Yea I agree, it's a bit strange to me that the inventor of the web doesn't seem to have a personal blog site for his own writing.

[–] [email protected] 4 points 7 months ago

Platforms actually have one significant advantage over personal websites, blogs, disconnected forums: You only have to go to one website (open one app) in order to read everything you find interesting. You don't have to remember to go to 5 different forums and read 15 different blogs.

Of course the disadvantage is that they are a lot easier to censor because they're a single point of failure.

ActivityPub should in theory be the best of both worlds, but I am not too optimistic; people, organizations, governments wanting to censor people they don't like will always find a way. :(

[–] [email protected] 3 points 7 months ago* (last edited 7 months ago) (1 children)
[–] [email protected] 2 points 7 months ago (1 children)

Doesn't seem like he's used it since 2020 though

[–] [email protected] 1 points 7 months ago* (last edited 7 months ago)

So? He stays pretty busy with Solid / Inrupt and his other advocacy (e.g., the OP article...)

Perhaps he sees the personal blog format as a bit egotistical or otherwise not fit for purpose. Or perhaps he just isn't a naturally talented writer. Its not as if he's shy about sharing his thoughts outside that.

Also worth noting that he and Bruce Schneier, who is a much more prolific writer, share many of the same views and partner together at Inrupt.

[–] [email protected] 20 points 7 months ago

Interesting read, although I do not understand everything. It's nice to hear a fediverse shout-out.

[–] [email protected] 6 points 7 months ago (1 children)

@[email protected] my biggest worry is that his Solid POD has been coming from about 2016 in design and was funded 2021 or so, and I remember it being announced in 2022 or so. In today's world, that is pretty slow-going. It seemed to always be imminent. I even registered a POD back in 2022... and then nothing still after two years. So many other decentralised protocols have been adopted since then.

Admittedly we do have an urgent need for one's own POD identity no matter where you are on social networks, but I still don't see how we're going to get ActivityPub, Nostr, WhatsApp, Facebook, etc to all adopt it.

[–] [email protected] 2 points 7 months ago (1 children)

Yeah. It's an interesting concept, but I can't see why anyone would want to use it.

[–] [email protected] 1 points 7 months ago (1 children)

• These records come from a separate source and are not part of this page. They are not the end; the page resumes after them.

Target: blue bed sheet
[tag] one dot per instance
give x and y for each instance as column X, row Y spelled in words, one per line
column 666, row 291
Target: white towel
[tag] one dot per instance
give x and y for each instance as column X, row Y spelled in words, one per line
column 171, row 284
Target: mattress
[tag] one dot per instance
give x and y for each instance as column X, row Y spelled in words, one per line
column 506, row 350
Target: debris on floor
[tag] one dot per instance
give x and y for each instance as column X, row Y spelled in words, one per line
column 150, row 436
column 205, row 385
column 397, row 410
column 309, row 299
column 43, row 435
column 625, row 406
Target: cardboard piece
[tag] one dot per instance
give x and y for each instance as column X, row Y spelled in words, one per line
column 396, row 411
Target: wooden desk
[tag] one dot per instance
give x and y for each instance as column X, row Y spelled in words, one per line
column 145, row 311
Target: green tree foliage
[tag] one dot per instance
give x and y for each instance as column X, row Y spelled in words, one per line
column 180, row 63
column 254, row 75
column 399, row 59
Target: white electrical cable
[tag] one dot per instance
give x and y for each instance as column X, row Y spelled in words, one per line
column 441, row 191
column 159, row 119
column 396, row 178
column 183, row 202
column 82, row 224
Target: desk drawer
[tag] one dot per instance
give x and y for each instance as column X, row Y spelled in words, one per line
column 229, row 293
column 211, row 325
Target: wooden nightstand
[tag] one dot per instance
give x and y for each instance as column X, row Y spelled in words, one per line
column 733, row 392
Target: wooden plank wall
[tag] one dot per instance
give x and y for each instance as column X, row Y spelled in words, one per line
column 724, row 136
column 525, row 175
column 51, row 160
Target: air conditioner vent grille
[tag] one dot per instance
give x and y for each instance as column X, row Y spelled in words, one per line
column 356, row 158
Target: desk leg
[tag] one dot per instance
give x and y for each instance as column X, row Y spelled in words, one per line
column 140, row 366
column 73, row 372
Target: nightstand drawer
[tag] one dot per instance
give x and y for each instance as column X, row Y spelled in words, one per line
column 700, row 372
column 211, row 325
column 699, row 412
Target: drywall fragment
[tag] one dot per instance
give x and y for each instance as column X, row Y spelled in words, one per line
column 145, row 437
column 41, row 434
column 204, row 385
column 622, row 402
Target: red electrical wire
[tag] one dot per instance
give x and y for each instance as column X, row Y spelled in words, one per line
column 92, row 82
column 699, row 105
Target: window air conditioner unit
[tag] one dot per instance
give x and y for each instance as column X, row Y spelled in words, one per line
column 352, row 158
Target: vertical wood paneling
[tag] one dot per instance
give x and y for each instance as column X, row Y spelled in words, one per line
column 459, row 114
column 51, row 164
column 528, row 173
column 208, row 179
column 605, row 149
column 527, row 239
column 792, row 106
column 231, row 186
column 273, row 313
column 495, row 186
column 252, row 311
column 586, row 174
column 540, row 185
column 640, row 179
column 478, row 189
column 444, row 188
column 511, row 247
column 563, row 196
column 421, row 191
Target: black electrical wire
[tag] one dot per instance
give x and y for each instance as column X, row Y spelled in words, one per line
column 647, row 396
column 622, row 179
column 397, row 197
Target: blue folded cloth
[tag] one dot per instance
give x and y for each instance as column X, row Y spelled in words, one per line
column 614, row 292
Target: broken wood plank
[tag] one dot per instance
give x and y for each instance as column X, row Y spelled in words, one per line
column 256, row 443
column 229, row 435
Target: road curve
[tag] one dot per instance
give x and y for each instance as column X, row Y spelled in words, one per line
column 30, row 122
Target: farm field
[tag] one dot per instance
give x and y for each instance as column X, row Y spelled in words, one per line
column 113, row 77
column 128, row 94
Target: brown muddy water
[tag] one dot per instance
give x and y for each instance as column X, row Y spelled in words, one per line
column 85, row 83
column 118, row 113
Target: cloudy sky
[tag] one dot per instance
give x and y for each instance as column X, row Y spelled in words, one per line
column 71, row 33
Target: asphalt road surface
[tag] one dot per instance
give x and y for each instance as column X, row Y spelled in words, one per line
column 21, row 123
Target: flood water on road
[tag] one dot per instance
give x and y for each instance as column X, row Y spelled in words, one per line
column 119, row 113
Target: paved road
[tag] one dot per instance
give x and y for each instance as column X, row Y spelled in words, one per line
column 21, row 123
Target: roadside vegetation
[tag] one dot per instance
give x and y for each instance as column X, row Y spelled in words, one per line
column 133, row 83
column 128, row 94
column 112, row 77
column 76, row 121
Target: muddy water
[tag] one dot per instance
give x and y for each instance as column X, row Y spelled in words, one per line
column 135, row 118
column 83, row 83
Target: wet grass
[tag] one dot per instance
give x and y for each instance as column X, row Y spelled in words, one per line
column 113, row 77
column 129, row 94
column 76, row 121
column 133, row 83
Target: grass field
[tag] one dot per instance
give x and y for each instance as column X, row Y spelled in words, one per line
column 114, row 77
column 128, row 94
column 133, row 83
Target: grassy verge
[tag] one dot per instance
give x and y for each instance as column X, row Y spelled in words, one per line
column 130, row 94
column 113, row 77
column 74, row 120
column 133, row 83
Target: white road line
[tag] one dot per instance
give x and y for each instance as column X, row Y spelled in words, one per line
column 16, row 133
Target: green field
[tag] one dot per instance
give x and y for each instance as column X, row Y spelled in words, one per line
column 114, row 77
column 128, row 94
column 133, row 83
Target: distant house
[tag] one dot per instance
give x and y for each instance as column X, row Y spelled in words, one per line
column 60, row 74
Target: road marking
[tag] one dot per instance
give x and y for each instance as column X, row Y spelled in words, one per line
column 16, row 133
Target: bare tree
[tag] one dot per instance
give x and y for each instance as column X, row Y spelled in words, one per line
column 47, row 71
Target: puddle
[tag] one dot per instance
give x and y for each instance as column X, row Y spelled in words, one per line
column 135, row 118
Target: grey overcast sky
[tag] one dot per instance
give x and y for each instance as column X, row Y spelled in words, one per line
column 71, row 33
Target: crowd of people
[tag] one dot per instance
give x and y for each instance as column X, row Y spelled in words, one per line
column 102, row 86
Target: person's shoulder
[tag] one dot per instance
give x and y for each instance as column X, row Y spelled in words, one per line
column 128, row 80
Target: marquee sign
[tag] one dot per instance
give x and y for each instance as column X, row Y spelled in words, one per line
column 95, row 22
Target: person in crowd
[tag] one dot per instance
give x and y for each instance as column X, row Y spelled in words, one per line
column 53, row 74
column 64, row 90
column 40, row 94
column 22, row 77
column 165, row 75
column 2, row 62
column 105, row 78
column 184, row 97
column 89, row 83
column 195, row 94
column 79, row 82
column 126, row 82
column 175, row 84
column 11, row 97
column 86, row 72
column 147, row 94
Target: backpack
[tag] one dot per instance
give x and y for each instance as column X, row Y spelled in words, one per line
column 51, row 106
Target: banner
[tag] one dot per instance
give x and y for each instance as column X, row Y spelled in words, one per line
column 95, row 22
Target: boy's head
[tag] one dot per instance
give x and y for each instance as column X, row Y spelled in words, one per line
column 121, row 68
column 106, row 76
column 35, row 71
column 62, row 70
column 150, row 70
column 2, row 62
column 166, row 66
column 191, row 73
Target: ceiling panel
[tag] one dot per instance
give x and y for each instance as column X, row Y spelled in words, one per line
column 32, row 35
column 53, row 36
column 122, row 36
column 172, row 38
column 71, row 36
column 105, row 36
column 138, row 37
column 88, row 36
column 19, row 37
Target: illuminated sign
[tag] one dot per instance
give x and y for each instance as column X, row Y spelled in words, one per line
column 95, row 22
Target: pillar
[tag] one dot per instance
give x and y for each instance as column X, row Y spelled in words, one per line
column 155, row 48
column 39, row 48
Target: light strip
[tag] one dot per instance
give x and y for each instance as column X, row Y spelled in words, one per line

@General_[email protected] it's about retaining a single identity for yourself, and one which you control and link to where you are using it vs a unique profile at every different social network.

[–] [email protected] 1 points 7 months ago

As far as I understand, you'd store eg tracking data in the POD. That would allow apps/services to give you better recommendations or personalized ads. The only party with any interest in writing to the POD is the end-user, but their interest is tiny. Better recommendations, so what? Advertisers prefer to keep their data private to have an edge over the competition.

[–] [email protected] 5 points 7 months ago

Tim Berners-Lee is mad. The internet's father is mad.

[–] [email protected] 3 points 7 months ago

Three and a half decades ago, when I invented the web, its trajectory was impossible to imagine.

That’s one proud ass dude. I wish I invented the web, so I could utter those words. Legend.